I just went to the IgeneX website and they continue to upgrade it. Third item in the menu is what tests to order and it's quite explanatory.
While ELISA and Western blot (to my understanding, and I'm not medically trained) test for antibodies your immune system makes against Lyme bacteria, IGeneX has a PCR test, or polymerase chain reaction, which looks for Lyme bacteria DNA instead of looking for your body's reaction to Lyme. This is helpful because Lyme is adept at evading the immune system, and after a while, your immune system just gives up making antibodies, figuring the bacteria are dead and gone. Lyme hides in so-called biofilms in the body, areas where they cannot be easily detected by the immune system, and in areas of low blood flow like cartilege (hence joints, esp knees). Tricky, eh.

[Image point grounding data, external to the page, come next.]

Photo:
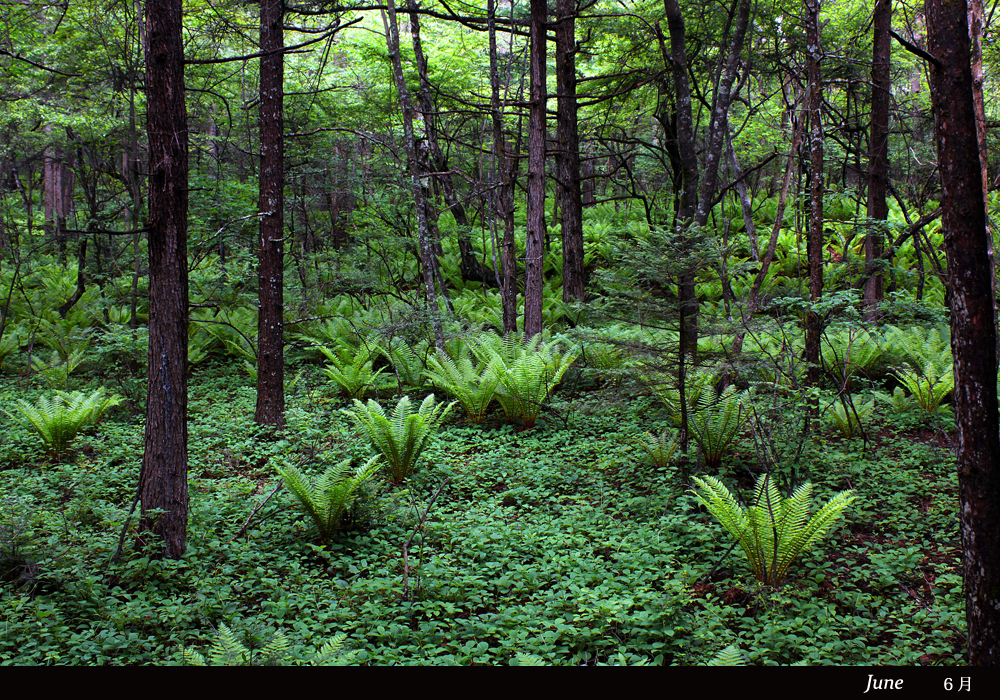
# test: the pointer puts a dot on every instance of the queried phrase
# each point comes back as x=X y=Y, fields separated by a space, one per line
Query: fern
x=353 y=377
x=473 y=383
x=228 y=650
x=401 y=437
x=330 y=499
x=661 y=448
x=529 y=371
x=730 y=656
x=58 y=419
x=928 y=388
x=844 y=418
x=716 y=425
x=772 y=531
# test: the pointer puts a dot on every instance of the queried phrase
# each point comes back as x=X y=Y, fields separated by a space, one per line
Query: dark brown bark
x=687 y=201
x=568 y=156
x=270 y=246
x=973 y=332
x=425 y=243
x=164 y=464
x=814 y=240
x=878 y=156
x=535 y=240
x=502 y=196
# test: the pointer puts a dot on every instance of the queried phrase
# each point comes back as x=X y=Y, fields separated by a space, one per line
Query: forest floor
x=558 y=544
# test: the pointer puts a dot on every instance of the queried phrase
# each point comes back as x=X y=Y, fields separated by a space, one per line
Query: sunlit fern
x=354 y=376
x=929 y=388
x=57 y=419
x=730 y=656
x=229 y=650
x=472 y=382
x=528 y=372
x=401 y=437
x=772 y=531
x=329 y=499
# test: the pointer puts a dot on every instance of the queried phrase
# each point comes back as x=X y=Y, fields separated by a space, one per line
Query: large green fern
x=528 y=371
x=772 y=531
x=715 y=425
x=401 y=437
x=329 y=499
x=57 y=419
x=472 y=382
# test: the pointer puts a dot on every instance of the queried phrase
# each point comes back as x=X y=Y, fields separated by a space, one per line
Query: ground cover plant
x=565 y=543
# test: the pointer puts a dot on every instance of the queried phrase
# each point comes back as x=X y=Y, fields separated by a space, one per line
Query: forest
x=466 y=332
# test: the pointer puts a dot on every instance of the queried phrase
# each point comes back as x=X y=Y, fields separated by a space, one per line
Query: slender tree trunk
x=568 y=135
x=814 y=241
x=503 y=192
x=878 y=156
x=535 y=243
x=164 y=464
x=270 y=247
x=428 y=261
x=972 y=325
x=687 y=203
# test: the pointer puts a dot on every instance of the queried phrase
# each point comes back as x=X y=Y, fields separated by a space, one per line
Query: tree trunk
x=814 y=242
x=878 y=156
x=503 y=191
x=972 y=327
x=164 y=463
x=271 y=248
x=428 y=261
x=567 y=134
x=535 y=242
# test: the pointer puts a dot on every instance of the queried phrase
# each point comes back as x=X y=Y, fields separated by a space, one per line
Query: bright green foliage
x=354 y=376
x=844 y=418
x=716 y=425
x=849 y=353
x=401 y=437
x=698 y=394
x=772 y=531
x=929 y=388
x=730 y=656
x=228 y=650
x=58 y=419
x=529 y=371
x=471 y=381
x=660 y=449
x=9 y=343
x=329 y=500
x=407 y=364
x=920 y=346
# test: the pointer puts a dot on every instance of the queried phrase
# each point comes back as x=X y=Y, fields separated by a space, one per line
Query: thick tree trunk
x=878 y=155
x=534 y=245
x=972 y=326
x=567 y=134
x=164 y=463
x=814 y=242
x=271 y=248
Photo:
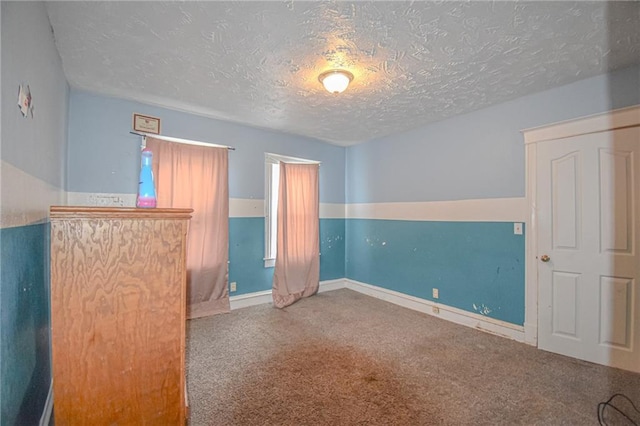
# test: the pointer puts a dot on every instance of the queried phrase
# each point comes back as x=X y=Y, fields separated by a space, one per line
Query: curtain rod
x=185 y=141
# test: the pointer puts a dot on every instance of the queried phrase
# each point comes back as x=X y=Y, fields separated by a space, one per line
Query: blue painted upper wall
x=29 y=56
x=33 y=174
x=476 y=155
x=104 y=157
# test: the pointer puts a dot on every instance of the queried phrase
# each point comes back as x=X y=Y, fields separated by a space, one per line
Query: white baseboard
x=250 y=299
x=531 y=334
x=261 y=297
x=449 y=313
x=48 y=407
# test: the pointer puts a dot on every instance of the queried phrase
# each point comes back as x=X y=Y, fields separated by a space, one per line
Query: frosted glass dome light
x=335 y=81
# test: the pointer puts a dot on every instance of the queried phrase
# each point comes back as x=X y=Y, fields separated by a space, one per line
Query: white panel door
x=588 y=189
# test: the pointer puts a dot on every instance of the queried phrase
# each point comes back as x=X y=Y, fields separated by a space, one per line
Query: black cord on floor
x=609 y=403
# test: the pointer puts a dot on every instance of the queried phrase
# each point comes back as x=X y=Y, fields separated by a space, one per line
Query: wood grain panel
x=118 y=317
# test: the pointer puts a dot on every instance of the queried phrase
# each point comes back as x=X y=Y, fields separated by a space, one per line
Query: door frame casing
x=610 y=120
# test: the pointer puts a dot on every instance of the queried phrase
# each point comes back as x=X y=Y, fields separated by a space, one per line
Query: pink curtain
x=297 y=271
x=197 y=177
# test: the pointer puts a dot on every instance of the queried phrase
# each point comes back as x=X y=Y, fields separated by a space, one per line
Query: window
x=272 y=183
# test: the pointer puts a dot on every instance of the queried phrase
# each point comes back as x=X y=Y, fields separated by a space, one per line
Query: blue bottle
x=146 y=188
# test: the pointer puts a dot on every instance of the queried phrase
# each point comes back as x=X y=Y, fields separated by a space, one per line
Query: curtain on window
x=197 y=177
x=297 y=271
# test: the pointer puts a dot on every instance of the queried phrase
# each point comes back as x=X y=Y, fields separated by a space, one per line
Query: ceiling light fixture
x=335 y=81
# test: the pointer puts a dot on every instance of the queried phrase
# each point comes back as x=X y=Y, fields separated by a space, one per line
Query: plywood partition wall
x=118 y=301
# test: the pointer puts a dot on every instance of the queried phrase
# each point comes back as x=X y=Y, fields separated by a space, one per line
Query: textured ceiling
x=257 y=63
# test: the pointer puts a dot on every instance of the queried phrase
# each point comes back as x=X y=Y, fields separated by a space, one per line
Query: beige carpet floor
x=343 y=358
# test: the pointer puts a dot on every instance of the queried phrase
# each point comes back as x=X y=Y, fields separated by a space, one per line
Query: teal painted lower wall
x=476 y=266
x=246 y=253
x=24 y=306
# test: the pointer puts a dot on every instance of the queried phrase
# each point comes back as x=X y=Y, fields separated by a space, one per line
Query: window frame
x=272 y=172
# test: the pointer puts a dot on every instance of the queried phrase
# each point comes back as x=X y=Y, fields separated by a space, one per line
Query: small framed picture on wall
x=146 y=124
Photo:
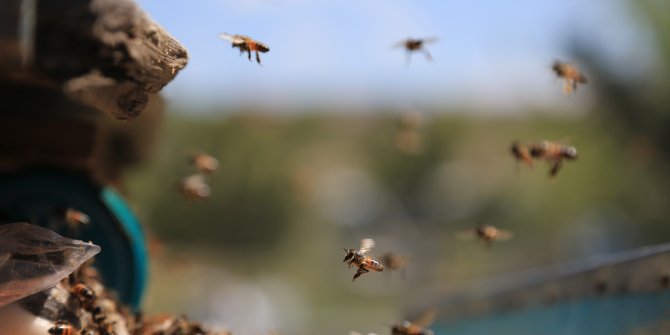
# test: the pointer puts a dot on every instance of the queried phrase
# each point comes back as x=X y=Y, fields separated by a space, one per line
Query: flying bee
x=571 y=76
x=415 y=45
x=359 y=259
x=486 y=233
x=204 y=163
x=246 y=43
x=63 y=328
x=522 y=154
x=554 y=153
x=417 y=327
x=194 y=187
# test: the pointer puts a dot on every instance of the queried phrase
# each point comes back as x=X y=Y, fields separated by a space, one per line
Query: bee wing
x=27 y=259
x=366 y=245
x=504 y=235
x=235 y=39
x=467 y=234
x=426 y=318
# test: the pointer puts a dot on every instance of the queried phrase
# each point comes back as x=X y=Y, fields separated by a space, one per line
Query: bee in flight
x=414 y=45
x=203 y=162
x=571 y=76
x=417 y=327
x=486 y=233
x=246 y=43
x=359 y=259
x=194 y=187
x=554 y=153
x=522 y=154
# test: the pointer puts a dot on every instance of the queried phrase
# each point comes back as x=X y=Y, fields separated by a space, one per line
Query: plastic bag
x=33 y=259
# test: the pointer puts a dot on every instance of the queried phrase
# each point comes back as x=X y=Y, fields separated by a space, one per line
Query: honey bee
x=194 y=187
x=63 y=328
x=246 y=43
x=571 y=76
x=522 y=154
x=204 y=163
x=359 y=259
x=415 y=45
x=418 y=327
x=554 y=153
x=84 y=296
x=486 y=233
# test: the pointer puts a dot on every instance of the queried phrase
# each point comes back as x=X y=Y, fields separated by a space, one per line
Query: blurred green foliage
x=292 y=190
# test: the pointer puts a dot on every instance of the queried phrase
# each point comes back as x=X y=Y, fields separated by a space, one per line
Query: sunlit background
x=335 y=139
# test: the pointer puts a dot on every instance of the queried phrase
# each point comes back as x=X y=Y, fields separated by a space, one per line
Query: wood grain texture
x=107 y=54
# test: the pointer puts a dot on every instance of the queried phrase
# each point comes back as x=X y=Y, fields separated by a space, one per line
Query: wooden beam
x=107 y=54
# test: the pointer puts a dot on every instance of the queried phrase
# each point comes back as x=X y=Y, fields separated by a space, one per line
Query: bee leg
x=555 y=167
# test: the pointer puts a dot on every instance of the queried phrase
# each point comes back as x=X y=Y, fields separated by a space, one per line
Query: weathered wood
x=107 y=54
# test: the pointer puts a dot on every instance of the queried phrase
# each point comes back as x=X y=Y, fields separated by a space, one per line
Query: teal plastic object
x=34 y=197
x=621 y=293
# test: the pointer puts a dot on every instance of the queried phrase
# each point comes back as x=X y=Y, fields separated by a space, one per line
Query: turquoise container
x=34 y=197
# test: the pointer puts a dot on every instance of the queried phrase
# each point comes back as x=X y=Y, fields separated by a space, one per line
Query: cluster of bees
x=195 y=187
x=90 y=309
x=552 y=152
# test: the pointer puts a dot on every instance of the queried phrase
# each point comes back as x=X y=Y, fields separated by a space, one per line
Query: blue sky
x=489 y=53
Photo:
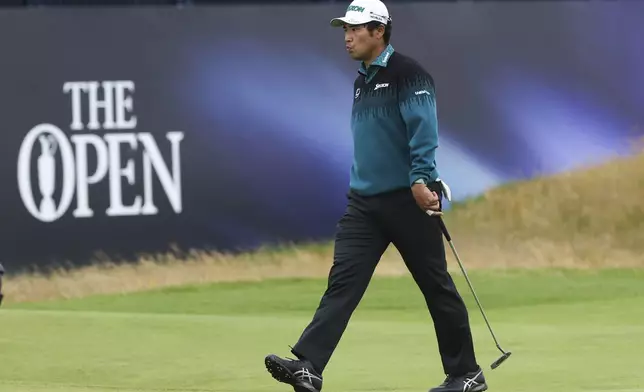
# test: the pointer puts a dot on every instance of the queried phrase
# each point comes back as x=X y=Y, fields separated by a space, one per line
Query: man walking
x=394 y=189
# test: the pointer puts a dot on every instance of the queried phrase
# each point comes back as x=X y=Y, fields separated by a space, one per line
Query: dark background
x=263 y=96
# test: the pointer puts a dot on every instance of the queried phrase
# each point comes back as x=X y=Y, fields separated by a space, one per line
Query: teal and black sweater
x=394 y=125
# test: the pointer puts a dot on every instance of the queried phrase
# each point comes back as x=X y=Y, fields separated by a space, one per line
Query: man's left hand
x=426 y=199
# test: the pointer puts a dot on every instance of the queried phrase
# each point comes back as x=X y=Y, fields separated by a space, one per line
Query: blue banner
x=131 y=130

Did you doc discuss the possibility of other diseases carried by the Lyme tick? He/she may have listened to your symptoms and already concluded that you are not likely to have any co-infections.
How soon will the results be back? I'd suggest you start keeping copies of all test results for future reference. Once they go into a doc's files, you don't know what you don't have copies of, and sometimes they come in handy.
No ear buzzing, but definitely ear ringing. Maybe it's the same thing and we just call it a different name. I think a lot of my ear ringing currently is a side effect of the herbal stuff I'm taking. But I also seem to have little bubbles in one inner ear, so that when I lean way over to pick something up off the floor, my inner ear gurgles. Kind of like when swimming pool water is stuck in your ear.
My symptoms change over time, come and go, and everyone is different and changeable too. Lyme is a pervasive infection that seems to interact with each person's metabolism and immune system differently, and when you throw possible co-infections into the mix, it just gets more complicated.